As a recent gas price spike triggered two UK fertiliser plants to close their doors, alarm bells rang across the fields of many arable farms. With a looming shortage of nitrogen, the sector’s relationship with gas fertilisers, or more our dependence on it, has been brought into question once again. That’s not altogether a bad thing, given that an average 40% of nitrogen fertiliser is left unused or leaks into the environment. So now nitrogen is back in the spotlight, the question remains – how can we build our soil health to lessen our reliance on gas fertiliser?

At the beginning of this year, our farm had a number of deep soil samples assessed for nitrogen availability and we were surprised at the variations across different fields. In the face of rising costs for nitrogen, these samples are an opportunity to assess what’s already available in our soil or is being held by crops or cover crops – with the goal being to lessen the need for inputs.

With urea fertiliser use most likely to be restricted or removed in the near future, making access increasingly limited or expensive, taking a closer look at our rotations will help our crops thrive without pinching the bottom line.

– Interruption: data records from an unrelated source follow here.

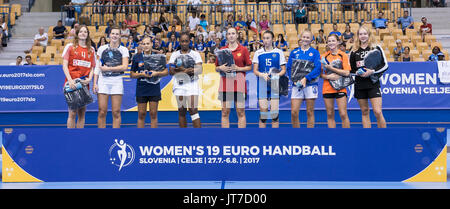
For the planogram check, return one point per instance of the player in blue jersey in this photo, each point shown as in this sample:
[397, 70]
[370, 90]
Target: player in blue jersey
[268, 65]
[113, 62]
[305, 85]
[148, 72]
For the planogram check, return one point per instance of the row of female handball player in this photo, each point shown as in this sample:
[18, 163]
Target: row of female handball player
[82, 61]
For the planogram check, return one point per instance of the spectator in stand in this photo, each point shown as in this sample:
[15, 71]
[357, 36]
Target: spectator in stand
[157, 47]
[172, 44]
[40, 39]
[19, 61]
[216, 32]
[335, 31]
[131, 23]
[163, 24]
[224, 41]
[82, 17]
[132, 8]
[59, 31]
[110, 7]
[147, 32]
[124, 31]
[264, 24]
[240, 24]
[173, 32]
[200, 44]
[202, 32]
[321, 38]
[290, 5]
[155, 27]
[3, 38]
[72, 31]
[211, 59]
[228, 21]
[203, 22]
[301, 15]
[4, 26]
[178, 23]
[227, 6]
[425, 28]
[251, 24]
[193, 21]
[398, 50]
[143, 8]
[348, 34]
[213, 45]
[135, 34]
[379, 22]
[242, 40]
[406, 21]
[96, 7]
[28, 60]
[131, 45]
[217, 6]
[102, 42]
[437, 55]
[254, 44]
[173, 7]
[120, 6]
[193, 5]
[70, 11]
[405, 57]
[110, 24]
[281, 43]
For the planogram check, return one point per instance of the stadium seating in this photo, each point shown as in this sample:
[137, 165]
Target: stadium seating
[322, 16]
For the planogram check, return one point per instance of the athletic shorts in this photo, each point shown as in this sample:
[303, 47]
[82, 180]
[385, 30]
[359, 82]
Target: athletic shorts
[335, 95]
[188, 89]
[367, 93]
[110, 89]
[309, 92]
[146, 99]
[232, 96]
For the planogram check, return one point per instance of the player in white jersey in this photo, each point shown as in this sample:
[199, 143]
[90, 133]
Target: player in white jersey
[108, 81]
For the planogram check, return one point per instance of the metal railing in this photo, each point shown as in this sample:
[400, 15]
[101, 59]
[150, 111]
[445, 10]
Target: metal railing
[276, 13]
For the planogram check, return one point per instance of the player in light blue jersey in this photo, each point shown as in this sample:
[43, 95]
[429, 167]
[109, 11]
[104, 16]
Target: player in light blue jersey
[268, 65]
[304, 67]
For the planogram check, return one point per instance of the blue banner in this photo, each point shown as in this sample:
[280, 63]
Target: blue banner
[52, 155]
[405, 85]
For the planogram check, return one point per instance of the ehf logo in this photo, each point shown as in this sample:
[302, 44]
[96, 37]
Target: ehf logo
[121, 154]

As a cost-effective alternative, nature-based solutions prove time and time again to boost yield and save costs, with staggering evidence to back this up. Pollinator populations are essential in food production and improve the yields of three quarters of UK crops. Without pollinators, farming’s need for agrochemicals and inputs increases. One study by the Centre for Ecology & Hydrology found that an increase in pollinators improved crop yields by a third, with an added boost in crop quality.

On our farm, habitat is left undisturbed and not cut at the end of the season, giving beneficial insects somewhere to hibernate over winter so they’re available for pest control the following spring. I am involved in a number of trials where we have put additional margins across fields to measure the increase in activity of beetles, bugs and pollinators – all having a positive effect.

We’ve started increasing our spring cropping, including growing pulses, and having fertility breaks by using herbal leys and clovers to build our soil quality. Peas and beans, in particular, help build fertility through nodules in their roots which release nitrogen for the next crop. Instead of a short rotation, which needs more inputs, the more we diversify and lengthen our rotations with plants that are less reliant on additional inputs, the healthier our soils will be in the long-term. The healthier the soils are naturally, the lesser the need for costly fertilisers.

In the past, we’ve been encouraged to push as much nature out of our way as possible, to the outside of the field and beyond. But in theory, nature makes our fields more productive. As many are now realising, we need to make room for nature so we can reap the benefits for our farming businesses.

Using data like yield, soil and fertility maps, we can place habitat across our landscape to help us get better financial return and be rewarded for doing so with a new public money for public goods scheme – where the focus is on farmers to deliver nature recovery across their farmland. With a drive from Government and society for a landscape to deliver in helping tackle the climate and biodiversity crisis, we’re going to be increasingly asked to produce different outcomes from the assets we manage. Coupled with nitrogen’s increasing cost and the quickening move towards a low-carbon future, lessening our dependence on nitrogen becomes part of a net-zero journey.

If there’s a business cost that outweighs sense, it’s more often than not a paid replacement for what nature can do itself. As farmer trials have argued, the sector’s true dependence doesn’t come from a bag. For a healthy, functioning farm ecosystem our dependence is on nature itself.

Martin Lines is an arable farmer and contractor in South Cambridgeshire with more than 500ha of arable land in his care. His special interest is in farm conservation management and demonstrating that farmers can profitably produce food in harmony with nature and the environment. He’s also chair of the Nature Friendly Farming Network UK.